11. Soumettre les logements de fonction des ministres aux règles de droit commun.

VI. AUTRES

12. Instaurer une plus grande transparence de la gestion de l'immobilier public, par la publication périodique pour chaque ministère, des surfaces de bureau utilisées, des cessions et acquisitions en cours d'année, ainsi que de l'inventaire des logements de fonction hébergeant des agents publics.

13. Favoriser l'expérimentation de différentes formes d'externalisation, pour la gestion immobilière (maintenance, entretien, gestion courante) et afin de trouver des solutions de financement innovantes comme les partenariats publics privés, le crédit-bail, l'autorisation d'occupation temporaire ou la location-vente.

14. Inviter les rapporteurs spéciaux de la Commission des finances à assurer un contrôle rigoureux et régulier de la gestion immobilière des ministères, notamment au moyen de questions spécifiques et homogènes dans les questionnaires budgétaires.

15.

EXAMEN EN COMMISSION

Au cours de sa séance du 6 juillet 2005, la Commission a examiné les conclusions du présent rapport.

Votre Rapporteur a rappelé que la Mission avait mené un travail approfondi d'investigation depuis quatre mois, qui l'a conduit à dresser un constat particulièrement critique du fonctionnement de l'État en matière immobilière. Il s'agit de carences du système en tant que tel, jugement qui ne remet nullement en cause individuellement les personnes qui en ont la charge.

Il a semblé utile, dans cette démarche, de partir des attentes exprimées par les investisseurs et les promoteurs immobiliers sur la façon dont sont organisées les cessions et la gestion immobilière de l'État. Force est de constater que la gestion immobilière s'est considérablement professionnalisée au cours des dernières années et que l'État est maintenant nettement en retard. Depuis 15 ans, on observe une évolution de la gestion immobilière des grands groupes industriels et de nos voisins européens, vers une plus grande efficience avec la définition de métiers immobiliers spécifiques, nécessitant des compétences spécialisées.

En regard, les conditions de la gestion immobilière de l'État ne paraissent plus acceptables. Les investisseurs recherchent une rentabilité et une stabilité juridique qui n'est pas assurée quant à l'origine et aux servitudes des immeubles domaniaux. Les baux publics comportent souvent des clauses exorbitantes du droit commun, ainsi la résiliation unilatérale, le niveau des loyers et l'absence de TVA. Les promoteurs recherchent la possibilité de transformer les immeubles et les règles locales d'urbanisme imposent souvent des lourdes contraintes d'affectation. Ainsi le POS/PLU de Paris prévoit une affectation de 25 % des surfaces à l'habitation sociale.
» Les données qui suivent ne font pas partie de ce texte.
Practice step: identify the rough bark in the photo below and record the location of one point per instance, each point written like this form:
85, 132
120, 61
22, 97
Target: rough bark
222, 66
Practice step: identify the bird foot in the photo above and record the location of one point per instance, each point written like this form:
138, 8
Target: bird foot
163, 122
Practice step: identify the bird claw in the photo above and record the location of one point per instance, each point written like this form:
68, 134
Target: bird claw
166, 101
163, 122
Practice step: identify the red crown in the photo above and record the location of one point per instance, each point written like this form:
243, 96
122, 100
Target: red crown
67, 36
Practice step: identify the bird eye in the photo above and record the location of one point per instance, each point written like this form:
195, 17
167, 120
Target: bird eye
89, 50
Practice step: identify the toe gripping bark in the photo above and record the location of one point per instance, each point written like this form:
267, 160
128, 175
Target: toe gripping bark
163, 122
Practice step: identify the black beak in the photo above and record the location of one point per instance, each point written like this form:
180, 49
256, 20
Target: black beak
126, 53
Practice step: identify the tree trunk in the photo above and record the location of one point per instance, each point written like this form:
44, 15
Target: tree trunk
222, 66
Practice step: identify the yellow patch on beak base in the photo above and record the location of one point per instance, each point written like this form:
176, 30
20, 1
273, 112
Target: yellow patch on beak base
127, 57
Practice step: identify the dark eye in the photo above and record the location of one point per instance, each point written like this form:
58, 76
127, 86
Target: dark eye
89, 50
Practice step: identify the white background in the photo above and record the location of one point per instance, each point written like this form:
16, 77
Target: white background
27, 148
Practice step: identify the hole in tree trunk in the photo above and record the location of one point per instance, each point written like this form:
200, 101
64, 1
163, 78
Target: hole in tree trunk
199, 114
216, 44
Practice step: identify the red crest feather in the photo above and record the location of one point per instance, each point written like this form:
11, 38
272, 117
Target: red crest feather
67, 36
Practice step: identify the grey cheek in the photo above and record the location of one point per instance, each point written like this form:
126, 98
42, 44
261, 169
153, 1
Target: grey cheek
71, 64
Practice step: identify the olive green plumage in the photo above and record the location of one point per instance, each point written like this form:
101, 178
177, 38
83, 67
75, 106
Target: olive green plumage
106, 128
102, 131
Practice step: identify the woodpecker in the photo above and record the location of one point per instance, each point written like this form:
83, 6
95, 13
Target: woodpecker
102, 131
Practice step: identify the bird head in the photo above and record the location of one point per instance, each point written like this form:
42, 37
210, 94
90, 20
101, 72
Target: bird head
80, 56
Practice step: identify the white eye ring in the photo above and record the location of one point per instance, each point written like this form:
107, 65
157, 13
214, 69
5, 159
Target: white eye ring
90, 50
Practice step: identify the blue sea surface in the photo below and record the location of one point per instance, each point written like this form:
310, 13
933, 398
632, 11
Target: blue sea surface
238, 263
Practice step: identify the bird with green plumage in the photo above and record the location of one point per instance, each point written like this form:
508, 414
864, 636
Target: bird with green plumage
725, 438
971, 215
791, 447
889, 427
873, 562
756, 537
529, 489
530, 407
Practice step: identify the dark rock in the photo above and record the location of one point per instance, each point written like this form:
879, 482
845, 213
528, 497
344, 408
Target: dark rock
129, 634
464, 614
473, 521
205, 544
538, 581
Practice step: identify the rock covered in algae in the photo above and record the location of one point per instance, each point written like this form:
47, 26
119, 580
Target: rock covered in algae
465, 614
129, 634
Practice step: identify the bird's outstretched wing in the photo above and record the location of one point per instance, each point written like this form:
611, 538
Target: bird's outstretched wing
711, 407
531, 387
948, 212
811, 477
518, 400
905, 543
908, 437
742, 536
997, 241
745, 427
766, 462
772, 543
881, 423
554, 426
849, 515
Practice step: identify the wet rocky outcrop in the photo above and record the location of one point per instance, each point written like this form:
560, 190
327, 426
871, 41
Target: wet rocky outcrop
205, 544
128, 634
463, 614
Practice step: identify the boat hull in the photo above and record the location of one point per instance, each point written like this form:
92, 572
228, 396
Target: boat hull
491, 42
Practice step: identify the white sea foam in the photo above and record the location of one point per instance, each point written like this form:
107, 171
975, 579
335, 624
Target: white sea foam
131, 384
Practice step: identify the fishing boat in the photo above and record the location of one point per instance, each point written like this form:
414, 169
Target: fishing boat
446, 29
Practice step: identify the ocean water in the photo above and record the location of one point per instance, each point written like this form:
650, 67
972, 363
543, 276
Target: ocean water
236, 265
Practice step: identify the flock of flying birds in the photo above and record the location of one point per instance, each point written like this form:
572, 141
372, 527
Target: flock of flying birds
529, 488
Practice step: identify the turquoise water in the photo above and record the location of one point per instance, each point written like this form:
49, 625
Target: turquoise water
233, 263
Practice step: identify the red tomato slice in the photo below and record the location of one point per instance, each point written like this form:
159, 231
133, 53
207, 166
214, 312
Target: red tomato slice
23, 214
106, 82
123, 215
Les pratiques de l'État en matière de procédures de cession sont également critiquables dans la mesure où les acquéreurs potentiels n'ont pas les informations qu'ils seraient en droit d'espérer, avec par exemple l'appel d'offre paru le 9 juin dernier : de nombreux renseignements manquent. Tous ces facteurs entraînent une baisse significative des prix de cession pouvant atteindre 30 à 50 %.

Les carences de la gestion immobilière de l'État ne sont plus acceptables. La fonction d'État propriétaire a progressivement disparu. L'administration des Domaines a reconnu, lors de son audition par la MEC, qu'elle se cantonnait à un rôle de notaire, avec l'évaluation des immeubles et l'enregistrement des transactions. La Mission interministérielle de valorisation du patrimoine immobilier de l'État (MIVPIE) a également reconnu, lors de son audition, qu'elle ne disposait pas de moyens suffisants et qu'elle devrait certainement « passer à la vitesse supérieure », au-delà de la simple constitution de listes de cessions. Son existence est jusqu'à présent sans base juridique et ses missions mentionnent « l'animation et la coordination » sous forme de simples avis. Cinq autres organismes interministériels ont été créés depuis 10 ans, sans que la situation n'en ait été améliorée pour autant.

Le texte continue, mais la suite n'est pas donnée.